11 全ての重要な転帰が考慮されていたか?

はい □ 不明 □ いいえ □

ヒント: 臨床試験は、ある1つの仮説を検討するために計画されているので、しばしば重要な転帰が全てカバーされていない。重要な転帰が見落とされていなかったか、以下の視点から考えてみよう:

  • 患者、対象者本人
  • 政策決定者や医療者、専門家
  • 家族または介護者
  • 地域・社会全体
    「いいえ」ならば、何が欠けていたかリストアップしよう。

リストアップにあたっては、出来たら勉強会や何人かで同じ論文を読んで、他人の視点を知りたいですね。
自分では、本当に1つの角度しか気づけないことが多いのです。
びっくりする視点に気づかせてくれるのは、やはり共同で学ぶことにつきます。

12 この臨床試験結果に基づいて、健康政策や方針、医療内容を変えるべきか?

ヒント:治療によって期待される「益」に、懸念される「害」や「コスト」をかける価値があるかどうか考えよう。

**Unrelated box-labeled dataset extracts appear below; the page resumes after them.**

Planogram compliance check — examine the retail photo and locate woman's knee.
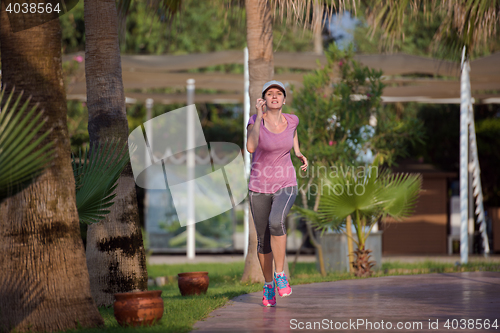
[269,219,286,236]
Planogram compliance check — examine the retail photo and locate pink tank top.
[247,113,299,193]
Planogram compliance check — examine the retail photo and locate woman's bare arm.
[247,98,266,154]
[293,130,309,171]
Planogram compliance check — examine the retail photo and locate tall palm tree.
[84,0,148,305]
[0,3,103,332]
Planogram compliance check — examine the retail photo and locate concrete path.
[193,272,500,333]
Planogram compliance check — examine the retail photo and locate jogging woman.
[247,81,308,306]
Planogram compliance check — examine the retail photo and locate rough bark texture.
[241,0,290,283]
[0,5,104,332]
[84,0,148,305]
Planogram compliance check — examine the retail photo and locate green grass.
[70,261,500,333]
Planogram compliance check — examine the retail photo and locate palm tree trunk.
[84,0,148,305]
[0,2,104,332]
[241,0,289,282]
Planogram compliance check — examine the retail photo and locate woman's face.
[264,88,285,109]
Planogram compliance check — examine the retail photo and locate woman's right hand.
[255,98,266,118]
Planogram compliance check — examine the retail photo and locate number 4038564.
[443,319,499,330]
[5,2,61,14]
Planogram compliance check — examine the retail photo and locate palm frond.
[319,163,380,220]
[0,89,54,199]
[362,0,500,59]
[72,137,129,224]
[433,0,500,60]
[379,174,422,220]
[270,0,357,32]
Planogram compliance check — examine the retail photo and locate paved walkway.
[193,272,500,333]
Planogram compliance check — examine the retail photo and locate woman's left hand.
[297,155,309,171]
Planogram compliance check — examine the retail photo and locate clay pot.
[114,290,163,326]
[177,272,209,296]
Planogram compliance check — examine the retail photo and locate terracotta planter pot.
[177,272,209,296]
[114,290,163,326]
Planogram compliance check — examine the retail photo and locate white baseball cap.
[262,80,286,98]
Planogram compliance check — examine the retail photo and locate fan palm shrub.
[0,89,54,200]
[301,157,422,277]
[72,140,130,224]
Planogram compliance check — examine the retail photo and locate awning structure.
[63,51,500,104]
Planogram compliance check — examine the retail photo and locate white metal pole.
[469,102,490,256]
[460,47,471,264]
[243,47,250,258]
[186,79,196,259]
[144,98,154,245]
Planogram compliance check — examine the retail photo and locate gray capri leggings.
[249,186,298,254]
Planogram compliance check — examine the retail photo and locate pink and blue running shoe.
[262,284,276,306]
[274,272,292,297]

もし、この情報が報告されていないのなら、他から情報が得られないだろうか?
はい □ いいえ □

ここでは、「はい」「いいえ」しかないんです。
治療行為を決めるときに、不明は無いんですよね。
ツライこともありますが、決定していかないといけません。
でも、この選択肢のおかげで、患者さんのご家族が治療方針を聞かれて悩む気持ちが少しずつわかってきました。

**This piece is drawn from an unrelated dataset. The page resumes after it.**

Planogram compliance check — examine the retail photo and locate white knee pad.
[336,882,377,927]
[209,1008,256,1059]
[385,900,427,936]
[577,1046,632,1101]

1つのランダム化比較試験が、臨床での医療行為を変えたり健康政策を変更したりするほど、強い根拠となることはめったにありません。

このひと言が、効いています。
RCTを振り回すようなことは厳に慎まないといけません。それはRCTを読んでも、たいていの場合は、ちょっと対象者が論文と違ったり、いろいろ問題があるんです。
二次文献だけでやっつけてしまったり、アブストラクトだけで済ませるとそういうことに気づけません。